The present Centre is continuous with that founded by the University in 1984 under the title of the Centre for Philosophy and Public Affairs (the change of title came in 2001). The original decision to create such a centre represented an aspect of the long-standing commitment of the University of St Andrews to teaching and research in moral philosophy – the subject having been taught in the University since its foundation in 1413. Modelled on similar institutes in North America created in the mid and late 1970s and early 1980s, the Centre is a research unit administratively located within the School of Philosophical, Anthropological and Film Studies. It is nationally and internationally acknowledged, and its many activities have received significant support from external funding.

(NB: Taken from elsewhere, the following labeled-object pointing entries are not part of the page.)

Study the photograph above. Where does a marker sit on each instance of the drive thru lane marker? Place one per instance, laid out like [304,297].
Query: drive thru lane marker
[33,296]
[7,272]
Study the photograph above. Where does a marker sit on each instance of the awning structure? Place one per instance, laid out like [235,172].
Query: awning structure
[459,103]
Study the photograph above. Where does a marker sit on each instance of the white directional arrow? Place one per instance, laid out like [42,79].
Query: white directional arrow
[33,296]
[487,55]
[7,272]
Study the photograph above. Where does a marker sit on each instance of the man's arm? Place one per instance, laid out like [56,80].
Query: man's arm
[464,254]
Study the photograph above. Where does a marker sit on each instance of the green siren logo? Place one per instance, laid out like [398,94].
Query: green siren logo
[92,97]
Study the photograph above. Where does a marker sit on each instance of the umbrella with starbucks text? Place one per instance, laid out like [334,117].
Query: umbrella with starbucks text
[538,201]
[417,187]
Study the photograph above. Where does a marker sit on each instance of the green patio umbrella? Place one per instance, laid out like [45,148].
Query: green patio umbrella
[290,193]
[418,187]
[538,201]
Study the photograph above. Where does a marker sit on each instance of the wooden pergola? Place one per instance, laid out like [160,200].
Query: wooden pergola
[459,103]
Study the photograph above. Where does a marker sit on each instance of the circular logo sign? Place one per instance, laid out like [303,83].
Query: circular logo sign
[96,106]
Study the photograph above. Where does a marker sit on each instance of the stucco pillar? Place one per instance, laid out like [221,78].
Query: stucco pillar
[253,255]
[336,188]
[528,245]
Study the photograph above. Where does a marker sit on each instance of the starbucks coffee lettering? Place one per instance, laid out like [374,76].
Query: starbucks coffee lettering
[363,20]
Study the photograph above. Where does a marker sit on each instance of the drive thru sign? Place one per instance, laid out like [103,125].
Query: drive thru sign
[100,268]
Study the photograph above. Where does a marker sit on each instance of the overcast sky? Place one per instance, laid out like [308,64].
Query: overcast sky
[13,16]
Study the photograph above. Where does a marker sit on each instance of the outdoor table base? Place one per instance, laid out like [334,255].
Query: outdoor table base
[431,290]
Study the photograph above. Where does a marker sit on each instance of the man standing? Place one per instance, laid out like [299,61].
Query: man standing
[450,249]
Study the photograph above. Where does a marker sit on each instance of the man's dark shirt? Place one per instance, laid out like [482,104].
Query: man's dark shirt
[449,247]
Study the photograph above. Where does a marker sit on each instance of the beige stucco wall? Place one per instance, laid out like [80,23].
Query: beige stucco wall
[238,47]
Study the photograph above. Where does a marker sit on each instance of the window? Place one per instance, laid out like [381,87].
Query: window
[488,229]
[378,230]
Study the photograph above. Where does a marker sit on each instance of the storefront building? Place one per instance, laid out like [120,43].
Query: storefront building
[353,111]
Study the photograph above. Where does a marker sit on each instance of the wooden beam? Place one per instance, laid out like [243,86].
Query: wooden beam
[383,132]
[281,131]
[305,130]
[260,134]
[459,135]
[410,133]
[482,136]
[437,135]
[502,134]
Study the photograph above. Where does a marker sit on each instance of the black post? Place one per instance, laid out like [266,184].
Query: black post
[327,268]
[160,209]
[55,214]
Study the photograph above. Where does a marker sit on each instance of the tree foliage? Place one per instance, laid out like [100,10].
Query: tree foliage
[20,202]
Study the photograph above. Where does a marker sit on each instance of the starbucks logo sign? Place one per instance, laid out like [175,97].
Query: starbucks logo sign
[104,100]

The founding members of the Centre for Philosophy and Public Affairs were Anthony Ellis and Gordon Graham and each in turn served as Director. Anthony Ellis subsequently became a member of the Department of Philosophy at Virginia Commonwealth University, USA, and Gordon Graham moved to the Regius Chair of Moral Philosophy in the University of Aberdeen.  John Haldane was an associated fellow from 1984 and has been the longest serving member of the Centre, having held the Directorship from 1988-2000, and resumed the position in 2002 in succession to David Archard (now of Queen’s University Belfast). John Haldane remains a Senior Fellow of the Centre.

Theron Pummer was Director of the Centre from January 2016 (he and John Haldane co-directed the Centre during autumn semester 2015) to August 2023. In 2016, the Centre launched several Projects, with the aim of advancing thematically focused research and outreach in potentially high impact areas.

Mara van der Lugt has been Director of the Centre since August 2023.